4. This is one of the most popular ways of 'forcing' a card, or making your victim choose the card you want chosen. Let us assume that the card you want to use is the King of Clubs. Secretly put it on the top of the pack. To be more effective, it's better to get the audience to shuffle the pack and then secretly steal a glance at the card on top by sliding out a corner very slightly and quickly. Either way, be sure you know what the top card is.

Shuffle the cards, keeping the King of Clubs on top. With practice, you can always do a most convincing shuffle and still keep a chosen card in place on the top or bottom of a pack. Now, using a big handkerchief which must not be see-through, cover the pack which should be held face down in your left hand. As you put the handkerchief over, turn the pack face up in your hand. Ask someone to cut the pack under the handkerchief. As they lift what they think is the top half of the pack, turn what is left in your hand over again. Take the handkerchief and its contents from the person and put it to one side, revealing half a pack of cards face down in your left hand.

Ask the victim to look at the top card without showing you.

It is the card he has cut to, therefore it is the card he has chosen at random. You of course know it is the King of Clubs.

You can use this deception in any number of tricks as you will see. At the very least, you can now put both halves of the pack together, have a member of the audience shuffle and then deal out the cards, stopping miraculously when you get to the King of Clubs.

5. Another method of 'forcing' a card is again to note the bottom card of the pack after it has been well shuffled by the audience. Hold it in your left hand. With your forefinger pull the bottom card back about half an inch from the front edge of the pack. Start dealing quickly from the bottom of the pack, putting the cards face up on the table. Tell your audience that when they shout 'Stop' that card will be their choice and their secret. When they do shout 'Stop; bring out the very bottom card which you have been holding back.

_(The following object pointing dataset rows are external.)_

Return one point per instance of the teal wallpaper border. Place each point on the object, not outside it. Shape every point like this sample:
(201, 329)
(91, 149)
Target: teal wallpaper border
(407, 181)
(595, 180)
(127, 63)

Keep it face down, put the pack on the table, ask them to look at it without showing you and then, as you turn your back, tell them to replace it anywhere in the pack and shuffle. You, of course, know the chosen card and can go on to do several other tricks.

As a simple trick on its own this one has a stunning effect if, when the audience shout 'Stop, you slam the next card face down on the table and shout out what it is. When they turn it over and see you are right they will be most impressed.

Now that you have read this far, you have the knowledge to go on to what appear to be very complicated tricks. Also, use what you have learned to embellish other card tricks you know, or even develop some of your own.

Remember as you go along to keep practicing your dexterity, your chatter and your fake shuffles, in particular, how to move a card from the top of the pack to the bottom while appearing to shuffle.